PARKERSBURG - West Virginia lawmakers in Congress took different views of the president's State of the Union speech depending on party affiliation.
Rep. David McKinley, R-W.Va., downplayed the president's proposals and was critical of the suggestion he'll address climate change through executive orders. McKinley held a press conference with 1st District reporters Wednesday morning.
Obama Tuesday in his State of the Union speech called for job creation initiatives, spoke on the economy and recovery and additional steps for troop reductions in Afghanistan. The president also said Republican proposals to reduce the deficit shifted reductions from the military to cuts in programs helping the middle class, the elderly and education and job training and threatened executive orders imposing climate control regulations.
A concern is how an executive order impacts gas drilling in the Marcellus and Utica shales and West Virginia's abilities to attract a multi-billion-dollar ethane cracker plant.
"It's a very legitimate question," McKinley said.
The discussion must be on the science, not on the politics of climate change, said McKinley, an engineer.
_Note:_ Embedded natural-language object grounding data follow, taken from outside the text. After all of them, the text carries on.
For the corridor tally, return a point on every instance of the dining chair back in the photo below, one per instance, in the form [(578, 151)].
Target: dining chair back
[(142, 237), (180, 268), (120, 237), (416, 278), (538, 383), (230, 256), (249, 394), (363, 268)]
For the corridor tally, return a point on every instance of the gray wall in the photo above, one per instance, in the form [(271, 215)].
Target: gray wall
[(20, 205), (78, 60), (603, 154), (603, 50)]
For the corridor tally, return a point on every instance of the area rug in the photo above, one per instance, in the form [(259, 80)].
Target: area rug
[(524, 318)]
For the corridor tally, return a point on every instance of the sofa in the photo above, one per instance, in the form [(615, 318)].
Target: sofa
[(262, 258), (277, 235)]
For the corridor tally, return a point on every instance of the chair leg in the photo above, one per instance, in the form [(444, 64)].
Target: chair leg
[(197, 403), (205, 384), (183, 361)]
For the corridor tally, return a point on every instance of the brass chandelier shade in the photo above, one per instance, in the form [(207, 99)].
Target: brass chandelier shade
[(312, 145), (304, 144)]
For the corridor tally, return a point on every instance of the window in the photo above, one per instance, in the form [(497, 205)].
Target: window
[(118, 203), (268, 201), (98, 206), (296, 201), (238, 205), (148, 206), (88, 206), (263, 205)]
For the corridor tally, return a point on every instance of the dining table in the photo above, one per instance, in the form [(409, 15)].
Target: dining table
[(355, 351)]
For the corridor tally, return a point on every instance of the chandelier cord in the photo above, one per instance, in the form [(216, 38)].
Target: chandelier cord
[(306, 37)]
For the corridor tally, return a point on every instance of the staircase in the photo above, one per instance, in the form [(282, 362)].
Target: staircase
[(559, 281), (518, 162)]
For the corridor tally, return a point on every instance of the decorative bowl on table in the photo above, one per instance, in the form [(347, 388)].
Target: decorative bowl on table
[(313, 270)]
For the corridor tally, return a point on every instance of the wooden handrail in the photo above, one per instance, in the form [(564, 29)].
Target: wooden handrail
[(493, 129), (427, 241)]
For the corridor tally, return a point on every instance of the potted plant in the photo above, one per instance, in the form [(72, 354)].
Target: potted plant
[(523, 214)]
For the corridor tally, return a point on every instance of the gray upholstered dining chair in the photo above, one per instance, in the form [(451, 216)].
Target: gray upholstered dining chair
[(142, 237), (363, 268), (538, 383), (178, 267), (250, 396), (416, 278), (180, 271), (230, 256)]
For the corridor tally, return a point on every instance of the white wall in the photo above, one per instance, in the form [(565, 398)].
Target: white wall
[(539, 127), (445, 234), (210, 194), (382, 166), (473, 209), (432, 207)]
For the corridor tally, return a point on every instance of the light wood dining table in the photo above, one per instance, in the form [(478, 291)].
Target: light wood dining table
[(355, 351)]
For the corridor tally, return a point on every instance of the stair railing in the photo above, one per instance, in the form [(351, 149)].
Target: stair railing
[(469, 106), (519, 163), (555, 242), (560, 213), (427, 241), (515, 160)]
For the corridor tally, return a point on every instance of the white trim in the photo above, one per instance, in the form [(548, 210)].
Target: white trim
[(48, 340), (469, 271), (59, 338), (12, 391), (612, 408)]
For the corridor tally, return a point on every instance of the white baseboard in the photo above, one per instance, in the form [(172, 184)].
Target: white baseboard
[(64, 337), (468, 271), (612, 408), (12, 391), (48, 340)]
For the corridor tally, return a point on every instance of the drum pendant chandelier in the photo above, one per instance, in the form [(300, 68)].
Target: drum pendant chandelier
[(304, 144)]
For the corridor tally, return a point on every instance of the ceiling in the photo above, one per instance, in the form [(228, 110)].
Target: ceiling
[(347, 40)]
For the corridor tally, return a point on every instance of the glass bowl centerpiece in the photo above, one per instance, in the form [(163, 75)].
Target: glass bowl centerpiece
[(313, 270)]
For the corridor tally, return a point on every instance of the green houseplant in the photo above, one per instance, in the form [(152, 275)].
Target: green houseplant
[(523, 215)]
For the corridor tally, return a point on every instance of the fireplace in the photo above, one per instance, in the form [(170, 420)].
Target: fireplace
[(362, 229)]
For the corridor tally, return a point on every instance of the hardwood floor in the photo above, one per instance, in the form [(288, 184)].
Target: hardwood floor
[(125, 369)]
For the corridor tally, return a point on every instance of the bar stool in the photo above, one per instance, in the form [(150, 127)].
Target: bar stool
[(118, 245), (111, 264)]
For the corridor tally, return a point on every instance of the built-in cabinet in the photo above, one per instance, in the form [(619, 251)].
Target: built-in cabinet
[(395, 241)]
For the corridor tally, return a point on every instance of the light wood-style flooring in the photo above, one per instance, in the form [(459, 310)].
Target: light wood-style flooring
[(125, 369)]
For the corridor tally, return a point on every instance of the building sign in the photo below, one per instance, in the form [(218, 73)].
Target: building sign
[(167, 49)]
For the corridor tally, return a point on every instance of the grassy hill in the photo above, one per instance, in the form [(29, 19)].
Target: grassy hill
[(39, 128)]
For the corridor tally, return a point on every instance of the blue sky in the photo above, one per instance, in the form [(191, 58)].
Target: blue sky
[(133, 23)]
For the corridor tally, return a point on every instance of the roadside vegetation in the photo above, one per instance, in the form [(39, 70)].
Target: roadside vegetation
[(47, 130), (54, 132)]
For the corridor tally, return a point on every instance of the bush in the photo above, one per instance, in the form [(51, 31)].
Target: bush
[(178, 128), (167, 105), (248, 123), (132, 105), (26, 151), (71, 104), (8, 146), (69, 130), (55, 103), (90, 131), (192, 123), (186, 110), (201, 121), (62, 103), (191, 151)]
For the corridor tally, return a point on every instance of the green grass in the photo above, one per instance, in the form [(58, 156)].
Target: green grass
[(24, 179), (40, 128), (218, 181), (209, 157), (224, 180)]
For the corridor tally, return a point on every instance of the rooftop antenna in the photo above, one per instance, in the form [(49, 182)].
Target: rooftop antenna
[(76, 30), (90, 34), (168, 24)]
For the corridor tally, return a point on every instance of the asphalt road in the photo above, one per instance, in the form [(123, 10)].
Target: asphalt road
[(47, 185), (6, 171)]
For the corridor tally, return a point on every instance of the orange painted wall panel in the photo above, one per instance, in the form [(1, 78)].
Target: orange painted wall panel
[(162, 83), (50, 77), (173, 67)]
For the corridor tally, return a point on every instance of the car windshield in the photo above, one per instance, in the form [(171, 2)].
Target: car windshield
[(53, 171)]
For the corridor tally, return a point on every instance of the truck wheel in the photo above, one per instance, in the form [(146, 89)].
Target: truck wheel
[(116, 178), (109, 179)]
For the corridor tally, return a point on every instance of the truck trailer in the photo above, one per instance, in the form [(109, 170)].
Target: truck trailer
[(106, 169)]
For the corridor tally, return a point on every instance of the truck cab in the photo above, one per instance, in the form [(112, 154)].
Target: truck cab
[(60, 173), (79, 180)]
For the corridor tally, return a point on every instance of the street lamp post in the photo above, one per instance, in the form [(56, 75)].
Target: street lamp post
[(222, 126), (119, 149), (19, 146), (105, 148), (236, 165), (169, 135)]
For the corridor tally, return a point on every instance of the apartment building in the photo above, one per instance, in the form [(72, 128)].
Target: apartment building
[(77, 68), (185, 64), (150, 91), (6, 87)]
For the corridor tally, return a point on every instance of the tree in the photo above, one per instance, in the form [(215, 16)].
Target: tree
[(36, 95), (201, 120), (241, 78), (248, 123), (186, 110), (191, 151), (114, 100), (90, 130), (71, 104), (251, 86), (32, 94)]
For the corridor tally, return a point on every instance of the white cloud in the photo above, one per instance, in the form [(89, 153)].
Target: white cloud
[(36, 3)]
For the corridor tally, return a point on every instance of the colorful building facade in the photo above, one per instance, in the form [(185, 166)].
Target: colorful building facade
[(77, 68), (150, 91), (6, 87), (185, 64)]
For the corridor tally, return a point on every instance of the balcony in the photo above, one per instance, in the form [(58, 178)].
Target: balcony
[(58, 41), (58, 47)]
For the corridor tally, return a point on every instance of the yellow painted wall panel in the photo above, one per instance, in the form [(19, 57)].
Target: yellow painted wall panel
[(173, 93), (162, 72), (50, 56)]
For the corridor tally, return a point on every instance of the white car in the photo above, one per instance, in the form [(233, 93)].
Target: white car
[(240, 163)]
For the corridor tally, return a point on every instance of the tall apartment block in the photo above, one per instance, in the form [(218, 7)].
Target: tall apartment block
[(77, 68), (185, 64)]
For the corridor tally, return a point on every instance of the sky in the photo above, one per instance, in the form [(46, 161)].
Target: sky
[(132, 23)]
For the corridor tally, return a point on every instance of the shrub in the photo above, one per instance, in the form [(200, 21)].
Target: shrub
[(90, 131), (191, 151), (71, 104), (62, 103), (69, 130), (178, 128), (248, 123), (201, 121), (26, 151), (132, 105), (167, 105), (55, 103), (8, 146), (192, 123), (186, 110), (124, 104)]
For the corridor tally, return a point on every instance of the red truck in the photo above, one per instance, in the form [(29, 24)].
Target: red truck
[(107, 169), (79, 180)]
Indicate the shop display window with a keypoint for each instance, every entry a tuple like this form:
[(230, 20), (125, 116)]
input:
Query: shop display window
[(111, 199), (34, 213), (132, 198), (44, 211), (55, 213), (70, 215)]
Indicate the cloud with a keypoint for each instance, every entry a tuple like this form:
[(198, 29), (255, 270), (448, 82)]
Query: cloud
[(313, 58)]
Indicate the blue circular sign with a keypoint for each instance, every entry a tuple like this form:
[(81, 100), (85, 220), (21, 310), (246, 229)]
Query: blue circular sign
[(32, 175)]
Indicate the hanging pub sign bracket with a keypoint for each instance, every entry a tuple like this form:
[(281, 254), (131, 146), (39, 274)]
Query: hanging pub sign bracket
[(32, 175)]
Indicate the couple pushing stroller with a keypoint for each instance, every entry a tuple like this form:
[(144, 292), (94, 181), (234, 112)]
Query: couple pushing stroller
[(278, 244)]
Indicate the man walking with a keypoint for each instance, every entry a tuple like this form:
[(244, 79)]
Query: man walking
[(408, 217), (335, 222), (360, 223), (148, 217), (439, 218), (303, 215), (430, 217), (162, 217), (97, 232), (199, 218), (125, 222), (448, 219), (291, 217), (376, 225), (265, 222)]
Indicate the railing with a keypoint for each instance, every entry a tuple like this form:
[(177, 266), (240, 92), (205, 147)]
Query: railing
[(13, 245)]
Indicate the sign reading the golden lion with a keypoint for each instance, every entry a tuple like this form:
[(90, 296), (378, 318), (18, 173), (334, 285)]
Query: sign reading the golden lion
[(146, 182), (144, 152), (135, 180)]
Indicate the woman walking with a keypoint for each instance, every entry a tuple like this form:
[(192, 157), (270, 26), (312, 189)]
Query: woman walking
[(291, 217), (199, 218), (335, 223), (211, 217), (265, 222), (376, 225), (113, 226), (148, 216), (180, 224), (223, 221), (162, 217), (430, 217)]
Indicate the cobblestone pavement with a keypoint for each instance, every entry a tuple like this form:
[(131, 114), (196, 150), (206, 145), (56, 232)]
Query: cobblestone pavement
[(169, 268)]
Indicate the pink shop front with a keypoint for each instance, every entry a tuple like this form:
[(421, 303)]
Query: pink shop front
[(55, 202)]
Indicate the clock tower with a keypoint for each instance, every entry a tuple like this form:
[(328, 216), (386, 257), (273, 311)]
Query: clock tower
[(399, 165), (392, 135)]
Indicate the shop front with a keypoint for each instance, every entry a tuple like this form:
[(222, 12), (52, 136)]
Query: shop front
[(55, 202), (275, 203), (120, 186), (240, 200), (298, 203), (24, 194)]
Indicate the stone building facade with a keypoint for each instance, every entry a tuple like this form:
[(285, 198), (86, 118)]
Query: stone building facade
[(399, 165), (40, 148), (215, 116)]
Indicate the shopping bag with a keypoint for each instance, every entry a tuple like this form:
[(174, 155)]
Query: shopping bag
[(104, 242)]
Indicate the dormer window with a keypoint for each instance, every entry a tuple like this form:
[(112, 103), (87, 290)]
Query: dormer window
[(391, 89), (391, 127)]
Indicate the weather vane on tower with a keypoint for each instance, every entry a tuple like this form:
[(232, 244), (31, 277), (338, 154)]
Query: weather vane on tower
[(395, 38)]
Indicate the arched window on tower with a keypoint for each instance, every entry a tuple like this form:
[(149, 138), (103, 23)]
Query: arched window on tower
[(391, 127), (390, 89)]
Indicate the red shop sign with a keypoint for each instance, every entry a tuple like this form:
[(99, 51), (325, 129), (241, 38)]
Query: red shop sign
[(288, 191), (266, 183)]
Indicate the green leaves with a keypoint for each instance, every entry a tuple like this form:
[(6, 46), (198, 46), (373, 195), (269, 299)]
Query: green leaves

Burning fossil fuels is a political reason for climate change, but scientifically there's no connection whether it's man-made, he said.
Sen. Joe Manchin, D-W.Va., also spoke to reporters from his office in Washington, D.C. The president took a bipartisan and cooperative tone, said Manchin, a chairman of a national group pushing for bipartisan problem solving.
However, he and Obama have a philosophical difference on energy. The president doesn't include coal as part of a national energy policy, Manchin said.
"We just fundamentally have an absolute disagreement on this," Manchin said.
Manchin also opposes amnesty in any immigration reform and the president issuing executive orders on climate control issues.
"I am totally in opposition to that approach," he said.
America needs to invest in education, in manufacturing, in infrastructure and in technology to globally compete, Sen. Jay Rockefeller, D-W.Va., said. Reducing troops in Afghanistan in a safe and responsible way will allow resources to be used on other urgent threats, like cybersecurity, Rockefeller said.
"Tonight, it's been encouraging to see that our national agenda touches on so many of the issues I hear about from West Virginians every day and priorities I have long fought for," Sen. Jay Rockefeller, D-W.Va., said. "Our focus must remain on creating jobs, building up our middle class, and supporting families who struggle."
Rep. Shelley Moore Capito, R-W.Va., who has announced she will run for Senate in 2014, cited "the president's misguided economic and energy agendas" in the State of the Union speech. Capito said she was disappointed and frustrated.
"President Obama has attacked West Virginia resources from Day 1 and it is clear that his extreme energy agenda will only pick up steam in his second term," Capito said.
Rep. Nick J. Rahall, D-W.Va., agrees with the president on investing in transportation and infrastructure. He disagrees on energy policy.
"But, on the energy front, he is absolutely wrong in his misguided efforts to circumvent the Congress with unilateral regulatory actions that will result in job loss, especially when it comes to the (Environmental Protection Agency's) unfair and inequitable treatment of coal mining in Appalachia, which the Congress and the courts are rightly resisting," Rahall said.